Atrás de portas fechadas,


à luz de velas acesas,
entre sigilo e espionagem,
acontece a Inconfidência.
E diz o Vigário ao Poeta:
“Escreva-me aquela letra
do versinho de Vergílio...”
E dá-lhe o papel e a pena.
E diz o Poeta ao Vigário,
com dramática prudência:
“Tenha meus dedos cortados
antes que tal verso escrevam...”
LIBERDADE, AINDA QUE TARDE,
ouve-se em redor da mesa.
E a bandeira já está viva,
e sobe, na noite imensa.
E os seus tristes inventores
já são réus — pois se atreveram
a falar em Liberdade
(que ninguém sabe o que seja).

Esses versos do Romanceiro da Inconfidência reproduzem o momento


de criação da bandeira dos inconfidentes, que se tornou a bandeira do es-
tado brasileiro de Minas Gerais. Assim como os versos, a bandeira é rica em
símbolos.
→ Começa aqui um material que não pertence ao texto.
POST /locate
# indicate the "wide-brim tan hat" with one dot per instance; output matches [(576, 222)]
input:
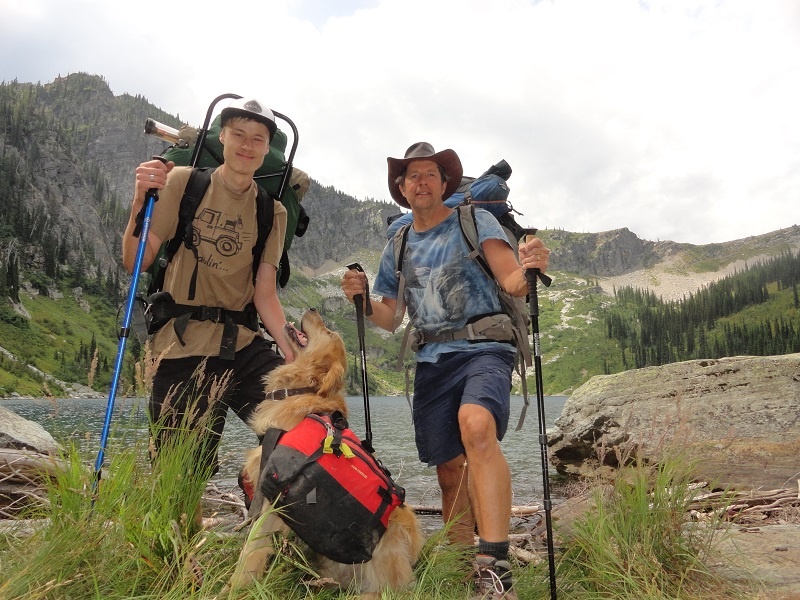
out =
[(447, 159)]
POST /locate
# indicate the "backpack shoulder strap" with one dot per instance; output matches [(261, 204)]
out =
[(265, 214), (469, 229), (399, 244)]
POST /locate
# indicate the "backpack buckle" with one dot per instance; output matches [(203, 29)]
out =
[(211, 313)]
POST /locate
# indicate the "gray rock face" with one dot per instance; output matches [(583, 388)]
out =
[(738, 417), (21, 434)]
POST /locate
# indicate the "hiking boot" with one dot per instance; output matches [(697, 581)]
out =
[(493, 579)]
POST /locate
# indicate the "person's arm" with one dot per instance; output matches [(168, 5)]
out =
[(270, 309), (130, 244), (354, 283), (510, 272)]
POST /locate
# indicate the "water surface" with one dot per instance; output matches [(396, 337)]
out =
[(81, 421)]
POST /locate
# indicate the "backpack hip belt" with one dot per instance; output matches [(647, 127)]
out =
[(163, 308), (490, 328)]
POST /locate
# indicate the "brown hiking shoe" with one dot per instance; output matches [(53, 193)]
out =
[(493, 579)]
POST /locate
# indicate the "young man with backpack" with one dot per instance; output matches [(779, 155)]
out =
[(209, 350), (463, 381)]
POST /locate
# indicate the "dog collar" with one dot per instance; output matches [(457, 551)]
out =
[(284, 393)]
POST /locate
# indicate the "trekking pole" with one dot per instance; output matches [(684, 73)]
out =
[(150, 198), (531, 276), (360, 303)]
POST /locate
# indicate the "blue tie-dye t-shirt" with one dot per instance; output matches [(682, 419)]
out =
[(444, 288)]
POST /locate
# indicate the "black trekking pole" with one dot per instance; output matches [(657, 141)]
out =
[(532, 275), (150, 198), (360, 302)]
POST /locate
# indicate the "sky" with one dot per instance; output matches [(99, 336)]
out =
[(678, 119)]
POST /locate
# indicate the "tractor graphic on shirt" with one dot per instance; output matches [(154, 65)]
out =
[(209, 226)]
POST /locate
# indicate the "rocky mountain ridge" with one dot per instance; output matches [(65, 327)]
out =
[(106, 133)]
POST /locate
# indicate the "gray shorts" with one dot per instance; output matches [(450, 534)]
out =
[(482, 377)]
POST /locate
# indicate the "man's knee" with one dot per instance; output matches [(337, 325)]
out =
[(477, 425), (451, 473)]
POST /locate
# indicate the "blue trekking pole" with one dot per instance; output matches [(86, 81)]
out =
[(150, 198), (531, 276)]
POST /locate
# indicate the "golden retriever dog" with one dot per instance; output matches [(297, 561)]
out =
[(320, 365)]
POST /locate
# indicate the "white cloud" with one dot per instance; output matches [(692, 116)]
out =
[(674, 118)]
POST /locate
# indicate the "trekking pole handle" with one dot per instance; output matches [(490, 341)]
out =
[(532, 274), (358, 299)]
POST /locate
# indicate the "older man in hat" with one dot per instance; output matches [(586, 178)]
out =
[(462, 386), (212, 354)]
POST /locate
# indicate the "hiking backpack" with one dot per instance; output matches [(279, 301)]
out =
[(207, 153), (276, 179), (489, 191), (331, 491)]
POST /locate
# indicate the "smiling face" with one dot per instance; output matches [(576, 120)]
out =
[(245, 144), (423, 185)]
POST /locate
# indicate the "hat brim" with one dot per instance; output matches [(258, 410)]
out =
[(229, 113), (447, 159)]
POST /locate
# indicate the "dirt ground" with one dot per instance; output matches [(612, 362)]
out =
[(767, 555)]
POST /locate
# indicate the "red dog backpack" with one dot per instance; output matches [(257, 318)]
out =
[(332, 492)]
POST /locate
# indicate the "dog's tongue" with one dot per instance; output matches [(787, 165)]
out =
[(299, 338)]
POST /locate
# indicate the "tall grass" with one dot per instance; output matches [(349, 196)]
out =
[(637, 543), (135, 535)]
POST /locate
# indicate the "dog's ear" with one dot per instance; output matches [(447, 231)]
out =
[(333, 380)]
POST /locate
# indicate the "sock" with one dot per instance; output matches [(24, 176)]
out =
[(498, 550)]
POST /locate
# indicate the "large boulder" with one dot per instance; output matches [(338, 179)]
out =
[(739, 417)]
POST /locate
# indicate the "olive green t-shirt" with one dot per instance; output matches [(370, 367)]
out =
[(225, 230)]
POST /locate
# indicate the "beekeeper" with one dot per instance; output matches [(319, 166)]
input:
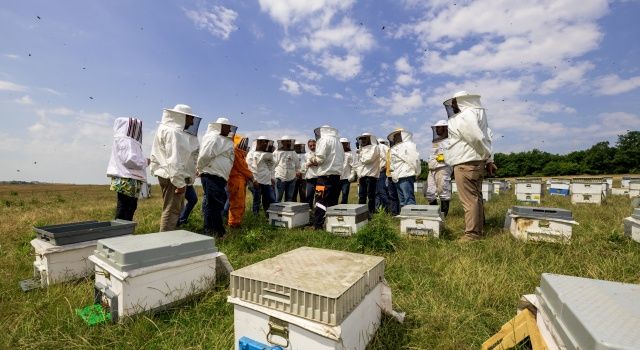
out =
[(368, 154), (348, 173), (127, 166), (382, 189), (469, 153), (287, 167), (404, 164), (261, 165), (328, 158), (171, 152), (214, 165), (439, 178)]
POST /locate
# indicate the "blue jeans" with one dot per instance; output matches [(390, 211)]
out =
[(345, 187), (213, 202), (382, 191), (405, 190), (285, 189), (192, 198)]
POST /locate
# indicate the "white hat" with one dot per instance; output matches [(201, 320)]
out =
[(182, 109)]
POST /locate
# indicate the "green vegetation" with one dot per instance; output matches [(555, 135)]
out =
[(455, 294)]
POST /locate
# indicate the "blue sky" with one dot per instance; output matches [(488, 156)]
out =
[(554, 75)]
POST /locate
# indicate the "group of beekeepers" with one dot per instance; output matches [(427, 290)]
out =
[(317, 172)]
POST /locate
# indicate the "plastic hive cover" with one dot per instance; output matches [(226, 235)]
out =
[(318, 284), (84, 231), (347, 209), (592, 314), (542, 213), (289, 207), (420, 210), (132, 252)]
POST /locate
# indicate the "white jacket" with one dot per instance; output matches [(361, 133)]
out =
[(405, 159), (172, 150), (216, 155), (369, 159), (287, 165), (127, 159), (469, 138), (329, 154)]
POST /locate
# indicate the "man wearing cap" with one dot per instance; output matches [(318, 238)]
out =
[(439, 178), (287, 167), (214, 165), (470, 154), (329, 158), (171, 151)]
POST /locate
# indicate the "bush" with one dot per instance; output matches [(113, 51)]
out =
[(378, 234)]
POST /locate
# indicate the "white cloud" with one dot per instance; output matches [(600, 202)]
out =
[(9, 86), (218, 20), (612, 84), (24, 100)]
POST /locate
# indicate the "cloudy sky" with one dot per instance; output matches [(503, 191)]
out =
[(557, 75)]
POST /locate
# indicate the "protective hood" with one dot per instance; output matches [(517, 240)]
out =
[(365, 140), (442, 125), (399, 136), (223, 127), (128, 127)]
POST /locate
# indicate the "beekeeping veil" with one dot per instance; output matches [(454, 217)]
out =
[(286, 143), (224, 127), (440, 130)]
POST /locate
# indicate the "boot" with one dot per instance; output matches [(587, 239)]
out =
[(444, 207)]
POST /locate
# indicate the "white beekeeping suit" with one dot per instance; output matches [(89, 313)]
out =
[(286, 161), (172, 149), (405, 159), (260, 160), (469, 137), (216, 155), (439, 178), (368, 156)]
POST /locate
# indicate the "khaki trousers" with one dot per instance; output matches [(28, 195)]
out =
[(171, 204), (469, 181)]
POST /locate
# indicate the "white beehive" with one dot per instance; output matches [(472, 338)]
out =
[(529, 190), (582, 313), (587, 190), (346, 219), (420, 220), (148, 272), (309, 298), (632, 225), (288, 214), (540, 224)]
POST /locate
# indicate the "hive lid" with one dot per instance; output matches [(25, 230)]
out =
[(132, 252), (347, 209), (592, 314), (420, 210), (84, 231), (542, 213), (288, 207)]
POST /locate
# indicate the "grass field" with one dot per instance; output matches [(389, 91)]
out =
[(455, 294)]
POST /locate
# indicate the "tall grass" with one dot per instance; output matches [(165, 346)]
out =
[(455, 294)]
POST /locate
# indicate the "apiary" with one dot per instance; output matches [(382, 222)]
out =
[(559, 187), (346, 219), (587, 190), (529, 190), (146, 272), (288, 214), (62, 250), (583, 313), (540, 224), (632, 225), (420, 220), (308, 298)]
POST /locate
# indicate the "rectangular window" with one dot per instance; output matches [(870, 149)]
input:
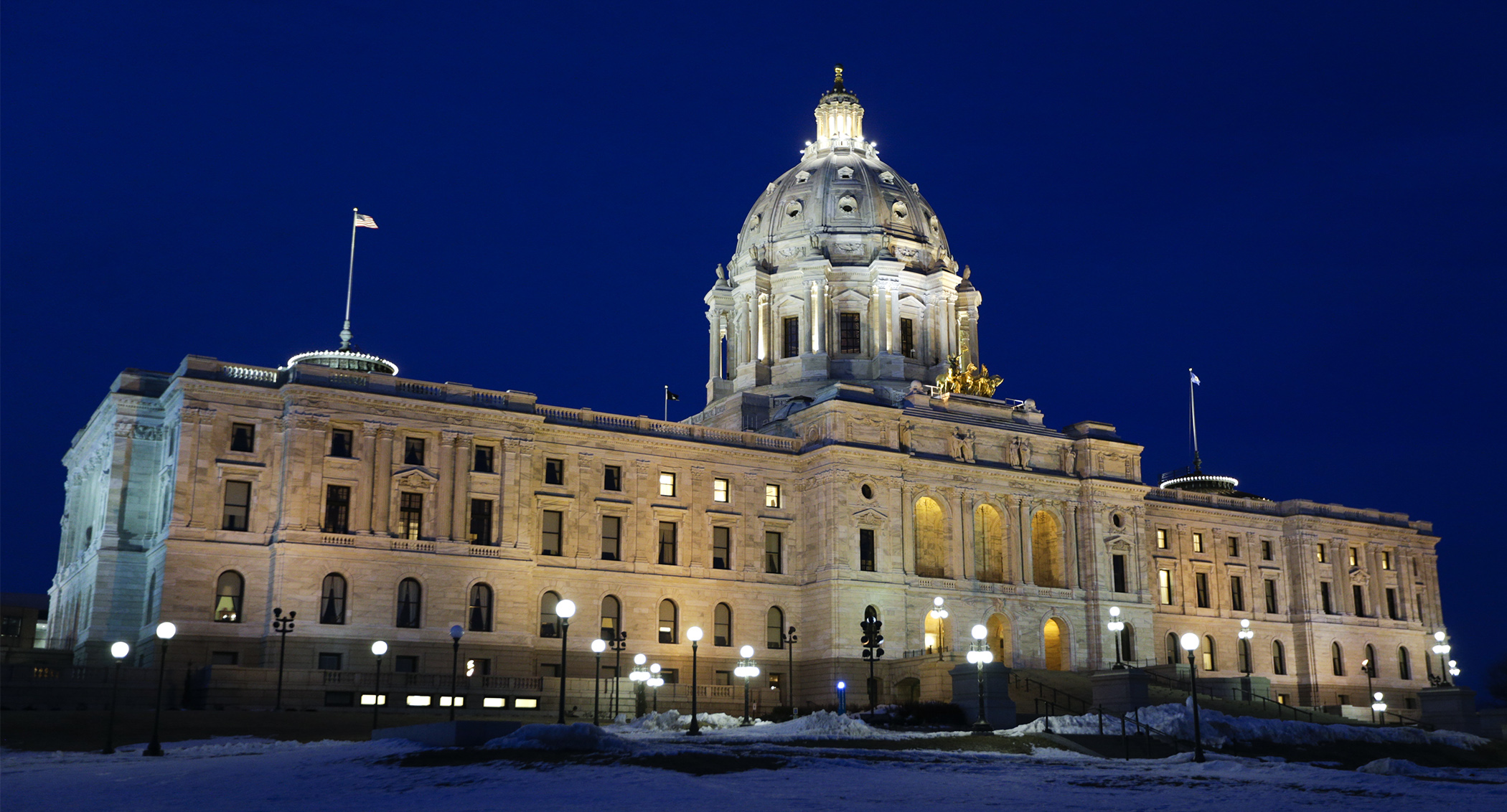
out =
[(772, 553), (237, 505), (342, 442), (850, 339), (550, 535), (720, 549), (481, 521), (410, 516), (243, 438), (667, 543), (611, 538), (337, 509)]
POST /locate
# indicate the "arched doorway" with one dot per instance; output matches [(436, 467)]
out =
[(1053, 636)]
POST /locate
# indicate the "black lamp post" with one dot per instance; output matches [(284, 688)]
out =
[(118, 650), (564, 610), (282, 627), (1189, 643), (694, 635), (164, 632), (456, 657)]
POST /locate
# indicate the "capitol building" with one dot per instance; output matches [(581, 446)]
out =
[(853, 458)]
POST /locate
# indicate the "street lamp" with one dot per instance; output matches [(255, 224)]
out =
[(164, 632), (564, 610), (982, 654), (1189, 643), (118, 650), (694, 635), (281, 625), (746, 669), (456, 654), (379, 648), (1116, 627), (938, 613), (598, 645)]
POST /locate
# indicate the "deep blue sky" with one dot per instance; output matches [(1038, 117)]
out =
[(1304, 202)]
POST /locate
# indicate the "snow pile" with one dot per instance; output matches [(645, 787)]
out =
[(581, 737), (1218, 730)]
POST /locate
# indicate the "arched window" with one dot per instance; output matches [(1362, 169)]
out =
[(479, 612), (775, 627), (720, 623), (409, 598), (228, 597), (332, 600), (549, 621), (670, 621), (611, 618)]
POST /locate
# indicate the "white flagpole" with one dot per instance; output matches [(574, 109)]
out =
[(350, 280)]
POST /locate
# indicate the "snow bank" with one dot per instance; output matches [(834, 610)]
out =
[(1218, 730)]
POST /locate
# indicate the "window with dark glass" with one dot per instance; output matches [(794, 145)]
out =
[(237, 505), (337, 508), (228, 591), (481, 521), (611, 538), (243, 438), (409, 595), (550, 534), (332, 600), (342, 442), (410, 516), (850, 341)]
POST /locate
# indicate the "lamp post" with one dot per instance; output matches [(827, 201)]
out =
[(980, 654), (938, 613), (1189, 643), (746, 669), (564, 610), (1116, 627), (456, 656), (694, 635), (379, 648), (282, 627), (118, 650), (164, 632), (597, 647)]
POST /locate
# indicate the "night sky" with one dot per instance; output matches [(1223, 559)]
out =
[(1302, 202)]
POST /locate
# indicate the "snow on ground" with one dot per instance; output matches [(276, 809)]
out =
[(341, 776), (1218, 730)]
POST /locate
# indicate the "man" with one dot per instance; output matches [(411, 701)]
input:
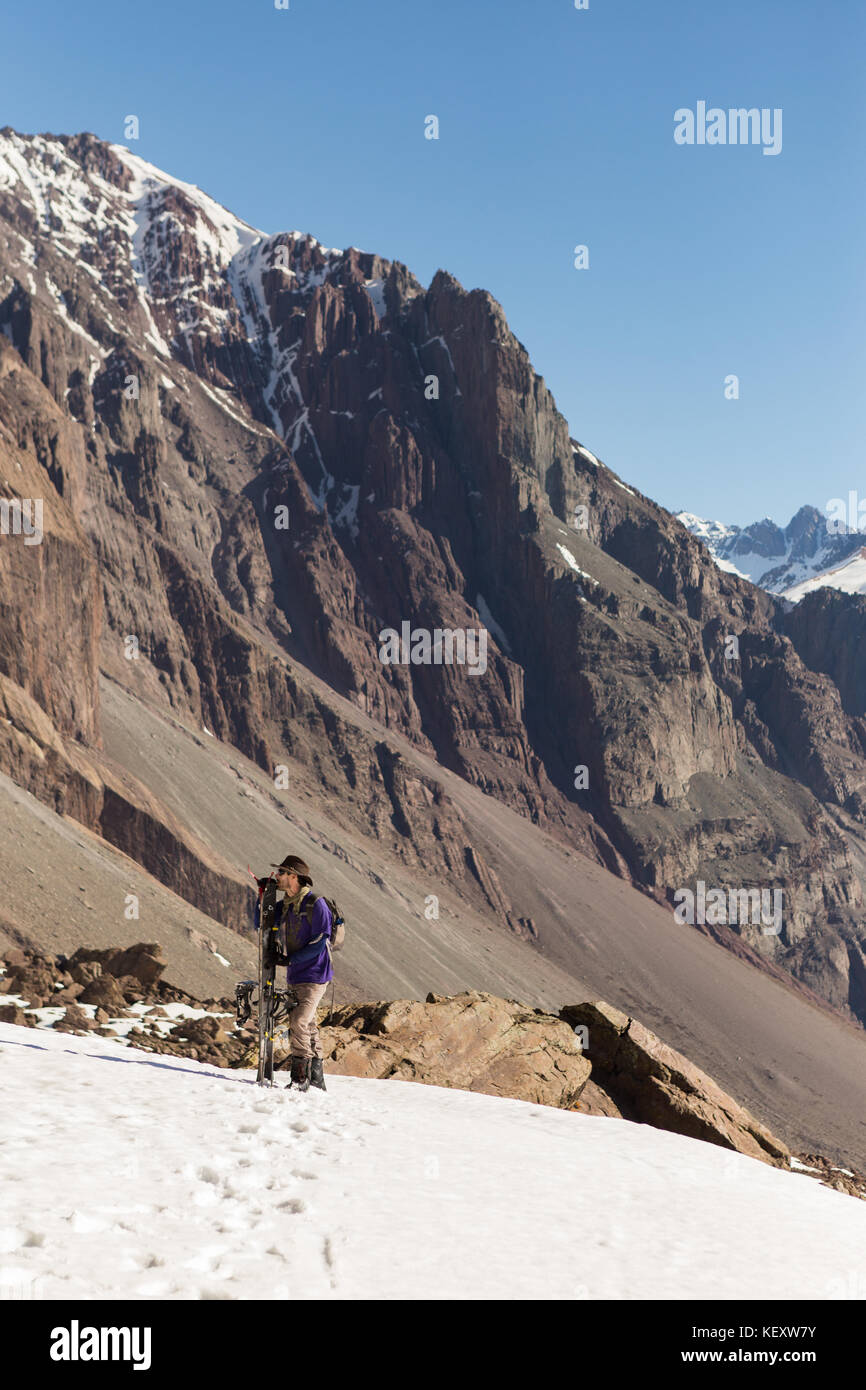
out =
[(309, 970)]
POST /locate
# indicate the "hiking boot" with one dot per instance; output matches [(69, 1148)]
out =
[(300, 1073)]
Seu triângulo representa ao mesmo tempo a Santíssima Trindade
e a razão defendida pelos filósofos iluministas, em quem os heróis mineiros
se inspiraram. A cor vermelha do triângulo remete à revolução, e os dizeres
“libertas quæ sera tamen” foram tirados das Bucólicas, do poeta latino Virgílio,
comumente traduzidos como “Liberdade ainda que tardia”.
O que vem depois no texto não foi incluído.